Sixty microlitres of Protein G magnetic beads (1614023, Bio-Rad) were incubated with antibodies for 2 h at room temperature. Then, the protein extracts were added to the beads and incubated overnight at 4 °C with rotation. The beads were washed with 1×PBST. The proteins bound to the beads were eluted in standard 1×SDS buffer and heated at 90 °C for 10 min. Finally, proteins were electrophoresed on 10% SDS-polyacrylamide gels and transferred to polyvinylidene difluoride membrane for the immunoblot analysis. IQGAP1 (sc-376021, SantaCruz; 1:50) and PAFAH1B1 (sc-374586, SantaCruz; 1:50) were used as the precipitating antibodies.

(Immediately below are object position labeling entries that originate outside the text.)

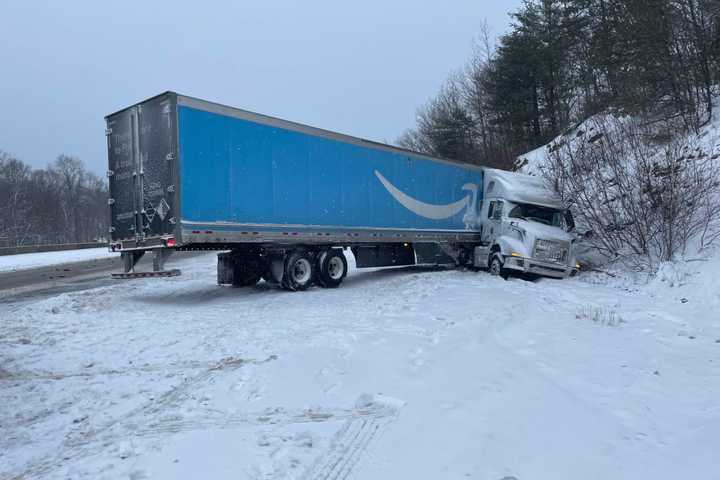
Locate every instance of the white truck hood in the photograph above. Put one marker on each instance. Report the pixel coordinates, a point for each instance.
(541, 231)
(520, 188)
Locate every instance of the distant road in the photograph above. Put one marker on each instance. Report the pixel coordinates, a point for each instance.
(67, 277)
(56, 278)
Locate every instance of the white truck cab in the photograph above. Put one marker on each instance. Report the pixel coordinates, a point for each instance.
(524, 227)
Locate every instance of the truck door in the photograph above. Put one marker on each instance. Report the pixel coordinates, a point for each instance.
(492, 224)
(141, 151)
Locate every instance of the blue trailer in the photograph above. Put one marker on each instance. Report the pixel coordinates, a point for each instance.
(278, 198)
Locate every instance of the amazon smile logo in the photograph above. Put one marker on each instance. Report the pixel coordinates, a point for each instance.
(430, 210)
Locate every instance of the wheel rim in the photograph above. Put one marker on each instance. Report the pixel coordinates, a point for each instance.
(301, 271)
(336, 268)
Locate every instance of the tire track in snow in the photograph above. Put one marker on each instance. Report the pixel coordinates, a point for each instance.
(353, 439)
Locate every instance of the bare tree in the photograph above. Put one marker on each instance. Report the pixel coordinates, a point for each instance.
(641, 200)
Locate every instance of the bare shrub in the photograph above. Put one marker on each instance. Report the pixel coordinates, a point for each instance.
(640, 200)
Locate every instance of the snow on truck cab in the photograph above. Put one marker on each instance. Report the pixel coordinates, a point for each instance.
(524, 227)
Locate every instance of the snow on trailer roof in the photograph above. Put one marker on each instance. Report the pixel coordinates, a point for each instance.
(520, 188)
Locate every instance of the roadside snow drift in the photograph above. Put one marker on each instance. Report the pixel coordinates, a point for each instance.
(25, 261)
(403, 373)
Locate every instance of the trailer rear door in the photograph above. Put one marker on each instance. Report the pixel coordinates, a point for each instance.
(142, 172)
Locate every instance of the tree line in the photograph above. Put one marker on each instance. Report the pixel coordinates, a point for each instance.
(565, 60)
(63, 203)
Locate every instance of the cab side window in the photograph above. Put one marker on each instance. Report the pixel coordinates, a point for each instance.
(495, 210)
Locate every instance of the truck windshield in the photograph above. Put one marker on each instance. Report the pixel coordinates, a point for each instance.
(536, 213)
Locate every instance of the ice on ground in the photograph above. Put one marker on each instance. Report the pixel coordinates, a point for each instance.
(400, 373)
(25, 261)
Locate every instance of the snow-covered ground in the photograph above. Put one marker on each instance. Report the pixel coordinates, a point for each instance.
(404, 373)
(24, 261)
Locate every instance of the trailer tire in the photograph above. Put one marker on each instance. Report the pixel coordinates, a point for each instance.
(245, 278)
(332, 268)
(299, 271)
(496, 267)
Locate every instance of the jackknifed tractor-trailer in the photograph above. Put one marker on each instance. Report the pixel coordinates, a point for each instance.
(281, 201)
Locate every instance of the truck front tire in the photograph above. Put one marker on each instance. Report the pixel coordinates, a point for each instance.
(332, 268)
(497, 268)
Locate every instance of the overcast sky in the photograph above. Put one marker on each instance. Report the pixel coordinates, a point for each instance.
(360, 68)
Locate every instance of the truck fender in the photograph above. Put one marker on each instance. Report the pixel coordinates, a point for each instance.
(507, 245)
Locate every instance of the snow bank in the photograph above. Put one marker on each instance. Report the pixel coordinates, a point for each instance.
(24, 261)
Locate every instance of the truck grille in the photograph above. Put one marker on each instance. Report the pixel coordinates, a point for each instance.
(551, 251)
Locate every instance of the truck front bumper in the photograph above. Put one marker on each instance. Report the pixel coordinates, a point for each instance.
(537, 267)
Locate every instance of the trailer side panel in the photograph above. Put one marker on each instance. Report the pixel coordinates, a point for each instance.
(240, 175)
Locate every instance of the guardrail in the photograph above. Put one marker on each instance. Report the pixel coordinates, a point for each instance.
(49, 248)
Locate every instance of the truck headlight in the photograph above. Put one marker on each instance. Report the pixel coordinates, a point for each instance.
(520, 232)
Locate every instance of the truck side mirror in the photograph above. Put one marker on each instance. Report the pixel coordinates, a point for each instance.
(569, 221)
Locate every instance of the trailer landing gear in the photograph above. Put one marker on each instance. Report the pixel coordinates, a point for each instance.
(131, 258)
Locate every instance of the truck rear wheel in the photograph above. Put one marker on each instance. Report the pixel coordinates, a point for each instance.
(332, 268)
(299, 272)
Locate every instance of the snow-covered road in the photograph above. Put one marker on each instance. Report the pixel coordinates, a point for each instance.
(406, 373)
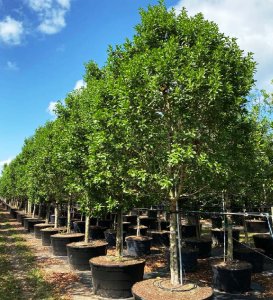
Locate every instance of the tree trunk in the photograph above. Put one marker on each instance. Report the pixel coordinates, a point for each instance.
(119, 236)
(198, 227)
(29, 207)
(68, 230)
(47, 213)
(138, 224)
(229, 234)
(40, 210)
(56, 214)
(34, 210)
(173, 244)
(87, 224)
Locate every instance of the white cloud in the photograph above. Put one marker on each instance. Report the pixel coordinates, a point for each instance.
(250, 21)
(3, 162)
(79, 84)
(51, 108)
(51, 14)
(12, 66)
(11, 31)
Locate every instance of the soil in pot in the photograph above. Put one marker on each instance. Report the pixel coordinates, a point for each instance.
(265, 242)
(256, 226)
(38, 227)
(97, 232)
(203, 246)
(48, 232)
(233, 277)
(110, 237)
(79, 253)
(133, 230)
(160, 238)
(113, 277)
(162, 289)
(60, 240)
(138, 245)
(253, 256)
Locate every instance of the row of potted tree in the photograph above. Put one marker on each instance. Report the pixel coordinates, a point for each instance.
(168, 117)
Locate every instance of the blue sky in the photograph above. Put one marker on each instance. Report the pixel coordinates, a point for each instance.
(45, 43)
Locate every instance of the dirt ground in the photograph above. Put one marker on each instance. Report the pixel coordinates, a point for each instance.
(73, 285)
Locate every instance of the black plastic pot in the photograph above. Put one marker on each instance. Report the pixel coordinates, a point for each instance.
(152, 213)
(20, 217)
(138, 245)
(130, 218)
(202, 245)
(253, 256)
(163, 224)
(216, 222)
(188, 230)
(256, 226)
(148, 222)
(160, 238)
(218, 236)
(265, 242)
(189, 259)
(105, 223)
(133, 230)
(79, 226)
(32, 223)
(80, 253)
(26, 222)
(61, 220)
(47, 233)
(13, 213)
(38, 227)
(232, 278)
(110, 237)
(115, 279)
(125, 226)
(60, 240)
(96, 232)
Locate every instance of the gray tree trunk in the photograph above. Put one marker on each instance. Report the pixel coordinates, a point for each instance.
(119, 235)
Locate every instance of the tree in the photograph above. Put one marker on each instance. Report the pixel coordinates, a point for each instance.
(181, 86)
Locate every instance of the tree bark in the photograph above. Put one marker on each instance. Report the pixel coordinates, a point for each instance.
(173, 244)
(56, 214)
(229, 233)
(34, 211)
(47, 213)
(87, 224)
(119, 235)
(68, 230)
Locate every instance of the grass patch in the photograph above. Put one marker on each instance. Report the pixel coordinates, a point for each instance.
(20, 279)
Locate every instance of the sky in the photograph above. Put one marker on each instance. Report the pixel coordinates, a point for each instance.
(45, 43)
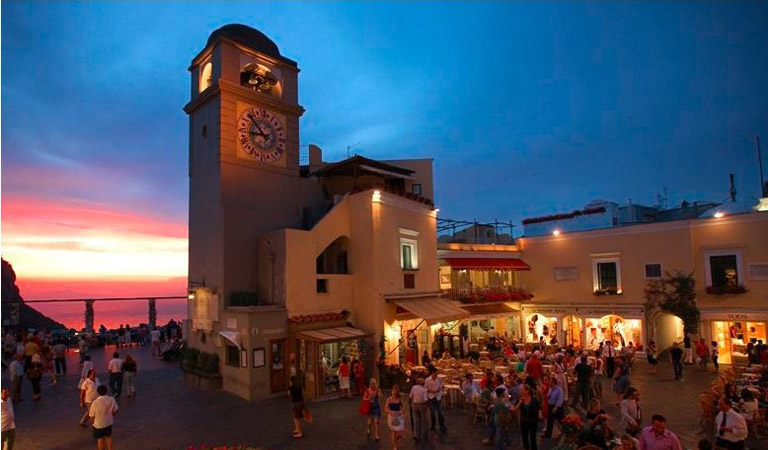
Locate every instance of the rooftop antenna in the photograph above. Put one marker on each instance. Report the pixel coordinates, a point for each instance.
(763, 187)
(350, 147)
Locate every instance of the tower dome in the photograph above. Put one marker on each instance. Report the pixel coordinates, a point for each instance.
(249, 37)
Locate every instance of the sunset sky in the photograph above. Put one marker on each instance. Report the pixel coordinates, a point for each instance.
(527, 109)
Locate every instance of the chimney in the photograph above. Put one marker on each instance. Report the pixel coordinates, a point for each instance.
(315, 158)
(733, 190)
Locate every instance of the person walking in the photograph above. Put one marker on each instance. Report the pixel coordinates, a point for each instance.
(60, 359)
(688, 349)
(82, 348)
(88, 393)
(35, 376)
(555, 399)
(372, 395)
(622, 382)
(155, 336)
(419, 410)
(129, 375)
(395, 417)
(344, 377)
(16, 370)
(609, 354)
(653, 361)
(702, 354)
(583, 383)
(434, 387)
(102, 414)
(115, 369)
(658, 437)
(529, 409)
(730, 427)
(631, 414)
(359, 373)
(8, 421)
(297, 405)
(676, 356)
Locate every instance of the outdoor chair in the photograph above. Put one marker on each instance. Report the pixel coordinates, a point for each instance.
(707, 411)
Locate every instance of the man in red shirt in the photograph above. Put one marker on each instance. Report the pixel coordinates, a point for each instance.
(702, 352)
(534, 368)
(344, 377)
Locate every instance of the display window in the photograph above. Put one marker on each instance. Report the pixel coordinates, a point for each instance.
(732, 338)
(572, 328)
(541, 328)
(614, 328)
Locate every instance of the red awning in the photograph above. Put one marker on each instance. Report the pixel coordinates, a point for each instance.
(487, 263)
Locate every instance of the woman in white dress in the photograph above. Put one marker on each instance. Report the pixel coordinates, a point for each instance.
(395, 418)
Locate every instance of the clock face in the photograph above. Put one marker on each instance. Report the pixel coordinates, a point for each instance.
(261, 135)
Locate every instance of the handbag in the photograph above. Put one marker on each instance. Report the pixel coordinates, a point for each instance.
(365, 407)
(308, 416)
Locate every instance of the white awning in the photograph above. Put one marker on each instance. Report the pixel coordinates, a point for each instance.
(432, 309)
(333, 334)
(233, 337)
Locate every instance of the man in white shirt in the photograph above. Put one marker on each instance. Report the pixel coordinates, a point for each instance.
(155, 333)
(730, 427)
(88, 393)
(102, 413)
(8, 421)
(419, 410)
(16, 370)
(609, 355)
(115, 369)
(434, 387)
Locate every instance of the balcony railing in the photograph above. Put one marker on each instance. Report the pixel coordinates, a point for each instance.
(488, 294)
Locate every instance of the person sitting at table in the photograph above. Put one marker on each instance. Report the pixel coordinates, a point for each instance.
(732, 393)
(534, 367)
(730, 427)
(487, 381)
(748, 405)
(469, 388)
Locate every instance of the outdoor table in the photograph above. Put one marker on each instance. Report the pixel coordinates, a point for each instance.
(452, 392)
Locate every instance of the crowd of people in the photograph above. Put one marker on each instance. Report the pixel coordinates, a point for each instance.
(36, 356)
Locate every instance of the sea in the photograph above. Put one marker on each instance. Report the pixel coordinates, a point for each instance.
(112, 314)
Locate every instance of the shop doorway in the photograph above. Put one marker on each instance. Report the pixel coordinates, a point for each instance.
(669, 329)
(572, 328)
(277, 366)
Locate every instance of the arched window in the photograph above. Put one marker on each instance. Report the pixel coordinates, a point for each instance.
(206, 74)
(334, 259)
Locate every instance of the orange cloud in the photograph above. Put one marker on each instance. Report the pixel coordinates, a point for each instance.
(44, 239)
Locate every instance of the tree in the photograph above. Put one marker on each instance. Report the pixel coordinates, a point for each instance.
(675, 294)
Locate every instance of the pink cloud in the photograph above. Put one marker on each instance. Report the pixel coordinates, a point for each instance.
(37, 216)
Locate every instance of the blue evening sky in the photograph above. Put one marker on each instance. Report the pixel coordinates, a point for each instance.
(526, 108)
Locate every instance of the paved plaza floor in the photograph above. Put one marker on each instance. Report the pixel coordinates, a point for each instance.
(166, 414)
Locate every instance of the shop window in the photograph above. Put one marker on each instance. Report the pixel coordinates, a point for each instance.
(607, 277)
(233, 356)
(409, 255)
(724, 270)
(653, 270)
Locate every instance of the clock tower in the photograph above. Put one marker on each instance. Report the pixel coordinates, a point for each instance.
(243, 158)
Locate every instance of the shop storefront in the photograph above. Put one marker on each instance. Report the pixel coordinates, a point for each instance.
(319, 353)
(733, 332)
(584, 327)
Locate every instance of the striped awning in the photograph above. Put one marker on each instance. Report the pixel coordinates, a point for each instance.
(487, 263)
(432, 309)
(333, 334)
(490, 310)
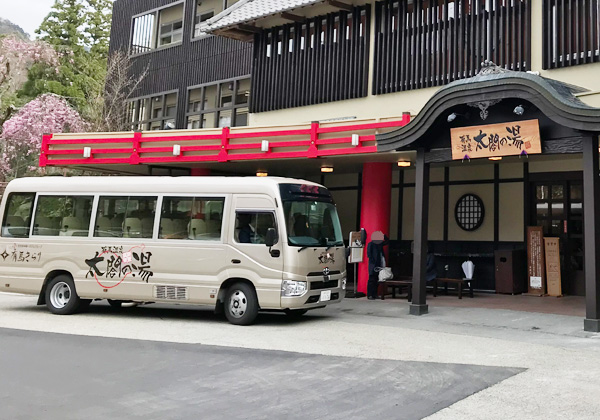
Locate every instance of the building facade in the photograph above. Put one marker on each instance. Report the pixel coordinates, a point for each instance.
(325, 71)
(194, 80)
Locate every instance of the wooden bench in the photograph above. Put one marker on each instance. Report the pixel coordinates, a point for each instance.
(459, 285)
(402, 282)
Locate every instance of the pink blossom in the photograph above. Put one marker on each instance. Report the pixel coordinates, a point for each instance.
(22, 134)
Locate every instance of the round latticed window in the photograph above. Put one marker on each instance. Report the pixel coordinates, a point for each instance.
(469, 212)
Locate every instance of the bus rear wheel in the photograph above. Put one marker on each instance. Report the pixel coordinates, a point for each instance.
(295, 313)
(241, 304)
(61, 297)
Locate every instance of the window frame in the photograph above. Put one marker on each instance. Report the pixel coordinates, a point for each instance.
(261, 211)
(62, 194)
(31, 213)
(205, 197)
(234, 108)
(156, 31)
(135, 124)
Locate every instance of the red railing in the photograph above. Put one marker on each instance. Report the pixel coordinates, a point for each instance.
(215, 145)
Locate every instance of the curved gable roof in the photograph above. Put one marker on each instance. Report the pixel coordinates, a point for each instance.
(555, 99)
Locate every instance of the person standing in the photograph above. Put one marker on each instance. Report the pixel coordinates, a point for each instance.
(376, 259)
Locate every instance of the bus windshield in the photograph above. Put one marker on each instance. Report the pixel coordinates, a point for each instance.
(312, 223)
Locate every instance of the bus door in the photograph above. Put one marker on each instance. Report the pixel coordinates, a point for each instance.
(250, 258)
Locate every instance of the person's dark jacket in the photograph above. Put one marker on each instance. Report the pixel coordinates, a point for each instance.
(374, 253)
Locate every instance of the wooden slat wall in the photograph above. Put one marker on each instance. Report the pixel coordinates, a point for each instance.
(191, 63)
(427, 43)
(571, 32)
(313, 62)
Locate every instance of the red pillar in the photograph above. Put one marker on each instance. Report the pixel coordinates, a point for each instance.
(200, 172)
(375, 209)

The potential binding sites of miR-181c/d within Pafah1b1 3’ UTR were predicted by Targetscan (http://www.targetscan.org/) online software. The three-dimensional structure was predicted by I-TASSER (https://zhanggroup.org//I-TASSER/). The protein-protein interaction was performed by the ZDOCK server (https://zdock.umassmed.edu/).
All data are presented as the mean ± standard deviation (SD). At least three independent experiments were performed and quantified. A two-tailed Student's t-test was used for comparison between two groups. p < 0.05 was considered statistically significant.